September 20, 2019
September 20, 2019
Ohio added 3,700 jobs in August, according to seasonally adjusted data released today by the Ohio Department of Job and Family Services (ODJFS). For the third month in a row monthly job growth is due to data revisions. Today’s numbers show there were 5,000 fewer jobs in July than initially reported. Based on the revised numbers, Ohio lost jobs in February, May, June, and July. Ohio had 10,700 fewer jobs in August than it did in January.
“Monthly job data are always reported as preliminary and subject to revision. Longer-term trends are better indicators of Ohio’s economic health, and those trends are a growing concern,” said Hannah Halbert, project director with Policy Matters Ohio. “Policymakers should be focused on insulating the Ohio economy from the next recession. Promoting the Ohio Workshare program, which helps workers stay on the job during slow-downs, ending wasteful tax breaks to help shore-up state revenues, and investing in ways to make education and training less expensive would be good preparation.”
Ohio’s job growth rate for the last 12 months is just 0.4 percent. The national average is 1.4 percent. Over that time, Ohio has gained 24,800 jobs, but some industries are showing losses. The biggest are in Administrative, Support and Waste Services (-10,800), Retail (-9,400), and Construction (-3,600).
“The state has experienced a historic economic expansion but policymakers failed to ensure the gains were shared by all Ohioans whose work created the growth. Adjusted for inflation, median wages are lower than they were in 1979 and fewer people are working or looking for work in this long, but shallow economic expansion now than in the year prior to the last recession,” said Halbert.

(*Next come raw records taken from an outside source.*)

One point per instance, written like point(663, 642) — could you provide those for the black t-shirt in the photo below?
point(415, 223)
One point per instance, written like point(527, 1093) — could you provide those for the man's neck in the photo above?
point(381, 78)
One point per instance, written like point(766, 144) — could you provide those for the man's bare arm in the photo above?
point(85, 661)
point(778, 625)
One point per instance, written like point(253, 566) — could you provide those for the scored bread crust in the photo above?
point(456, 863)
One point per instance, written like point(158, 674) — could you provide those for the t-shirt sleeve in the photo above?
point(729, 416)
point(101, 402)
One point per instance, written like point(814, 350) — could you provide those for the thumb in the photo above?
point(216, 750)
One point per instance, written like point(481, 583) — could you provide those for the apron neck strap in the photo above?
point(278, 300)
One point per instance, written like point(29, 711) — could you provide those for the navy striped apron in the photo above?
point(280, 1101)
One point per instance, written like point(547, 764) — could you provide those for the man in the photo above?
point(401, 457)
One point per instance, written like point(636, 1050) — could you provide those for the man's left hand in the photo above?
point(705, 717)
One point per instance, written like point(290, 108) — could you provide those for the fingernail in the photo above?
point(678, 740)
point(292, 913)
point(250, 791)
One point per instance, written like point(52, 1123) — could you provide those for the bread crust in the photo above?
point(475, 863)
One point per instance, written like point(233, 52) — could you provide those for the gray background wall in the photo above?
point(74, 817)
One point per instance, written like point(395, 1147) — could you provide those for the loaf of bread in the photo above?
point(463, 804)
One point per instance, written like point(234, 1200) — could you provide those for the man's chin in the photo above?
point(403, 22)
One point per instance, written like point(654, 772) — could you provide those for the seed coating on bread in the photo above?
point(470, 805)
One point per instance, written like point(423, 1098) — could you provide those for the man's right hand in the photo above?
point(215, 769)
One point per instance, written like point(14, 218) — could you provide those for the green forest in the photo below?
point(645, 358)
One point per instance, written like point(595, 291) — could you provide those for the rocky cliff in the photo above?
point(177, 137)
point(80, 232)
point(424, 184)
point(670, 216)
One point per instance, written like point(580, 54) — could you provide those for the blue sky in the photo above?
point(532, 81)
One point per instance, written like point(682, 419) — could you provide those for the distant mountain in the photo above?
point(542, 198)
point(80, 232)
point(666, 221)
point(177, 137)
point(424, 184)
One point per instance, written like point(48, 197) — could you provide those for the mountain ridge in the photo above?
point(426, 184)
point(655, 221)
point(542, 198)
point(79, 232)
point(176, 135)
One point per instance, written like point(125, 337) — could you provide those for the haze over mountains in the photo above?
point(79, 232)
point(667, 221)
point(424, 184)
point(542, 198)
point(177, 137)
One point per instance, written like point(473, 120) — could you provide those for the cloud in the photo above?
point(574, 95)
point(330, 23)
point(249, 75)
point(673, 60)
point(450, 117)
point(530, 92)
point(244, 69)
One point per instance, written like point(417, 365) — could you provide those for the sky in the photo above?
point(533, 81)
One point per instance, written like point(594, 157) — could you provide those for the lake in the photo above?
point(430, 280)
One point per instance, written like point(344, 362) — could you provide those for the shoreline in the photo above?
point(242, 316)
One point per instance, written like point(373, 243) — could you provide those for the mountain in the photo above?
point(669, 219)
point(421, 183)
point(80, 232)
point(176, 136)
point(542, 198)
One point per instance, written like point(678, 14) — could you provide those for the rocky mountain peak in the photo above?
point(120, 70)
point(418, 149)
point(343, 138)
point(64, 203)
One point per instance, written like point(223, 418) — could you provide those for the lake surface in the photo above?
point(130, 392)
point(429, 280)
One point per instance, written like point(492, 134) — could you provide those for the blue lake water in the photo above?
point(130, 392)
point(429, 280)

The unemployment rate ticked up in August from 4.0 to 4.1 percent. The bright spot in today’s report is that more Ohioans joined the labor force (+9,000), although a portion of this gain is also due to data revisions. Overall, the state has 74,000 more people working or looking for work than it did this time last year. Ohio needs another 161,000 people in the labor force to break even with 2007 numbers.
“Instead of investing in everyday Ohioans, politicians gave tax breaks to the richest among us, and to corporations. Ohio has reduced revenues by $6 billion a year through these cuts. Ohioans were told this strategy would lift all boats. These should be the good years, but instead, Ohio has seen below average job growth, stagnant wage growth, and stubbornly high poverty rates.” Halbert said.
“The General Assembly is back at work. Legislators would be wise to seriously review Ohio’s tax breaks, end the policies that do not work, and reinvest the savings in ways to help protect the people of this state against the next recession,” said Halbert.